Не мне бы писать... Если бы не твердая уверенность, что книга адресована таким, как я: не тем, кто в познаниях приближается к ее автору и способен почтительно-трезво (или непочтительно-дерзко) оценить их диапазон и новизну, а тем, кто напрягает слух, чтобы расслышать авторскую «весть».

В заглавие этих заметок вынесена одна из многих как бы оправдательных оговорок, которыми Аверинцев оснащает свое предисловие и дальнейшее изложение. Он, видимо, извиняется перед научным сообществом за то, что прибегает к таким средствам портретирования своих героев, кои в сфере даже гуманитарного знания (после Опояза на десятилетия вперед заряженного стойким позитивистским импульсом) могут быть сочтены слишком вольными и недоказательными, — прибегает к «мазкам» (его слово) сравнений и метафор, к внушающему воздействию афоризмов, к неожиданным перекличкам с удаленными от прямой темы культурными фактами.

Потребность в извинениях за отлично читающуюся прозу, обладающую, при тщательной выверенности микроанализов и надежности культурфилософской подкладки, всеми достоинствами художественной эссеистики, — потребность в этом (даже чуточку малодушная, мне показалось) характеризует не саму книгу, а слегка двусмысленное положение автора в ученой среде. Да-да, этот славный византинист, семитолог, античник, медиевист, эта наша филологическая знаменитость — в кругу собратьев по научному делу он всегда оставался и остается неуловимо чужим среди своих.
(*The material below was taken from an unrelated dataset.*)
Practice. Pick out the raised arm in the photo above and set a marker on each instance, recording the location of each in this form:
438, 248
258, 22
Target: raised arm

Он никогда не сочинял монографий — таких, где «разрабатываются проблемы»; он щедрой рукой засевал «проблемами» компактные тексты и печатал их где придется — от совсем непрофильных журналов вроде «Юности» до профильных, но экзотически малотиражных сборников; а уж потом, если тогдашняя жизнь позволяла, складывал их в книги. Единственное исключение — его юношеская диссертация о Плутархе; ну а недавно переизданная «Поэтика ранневизантийской литературы» — тоже сумма очерков (конечно, не механическая). Два новых издания: то, о котором речь, и другое, вышедшее в том же году в том же месте, — «Риторика и истоки европейской литературной традиции» — опять-таки собрания разновременных и отчасти разножанровых очерков, выступлений, предисловий — «пестрых глав», сближенных внутренней логикой. (Заодно напомню, кто герои этих глав в рецензируемой книге: три поэта античной и раннесредневековой древности — Вергилий, Ефрем Сирин, Григор Нарекаци; четверо русских — Державин, Жуковский, Вячеслав Иванов, Мандельштам; трое западноевропейских — Брентано, Честертон, Гессе.) «Риторике...», должно быть, назначено служить сугубо научным контрастом отбившимся от науки «Поэтам». Но и там Аверинцев сопровождает уже знакомой нам оговоркой («давняя попытка в несколько неакадемической манере») свою чуть ли не самую знаменитую статью «Греческая └литература” и ближневосточная └словесность”», которой, помнится, при ее появлении в «Вопросах литературы» зачитывались все подряд — от любознательных батюшек до студентов-технарей.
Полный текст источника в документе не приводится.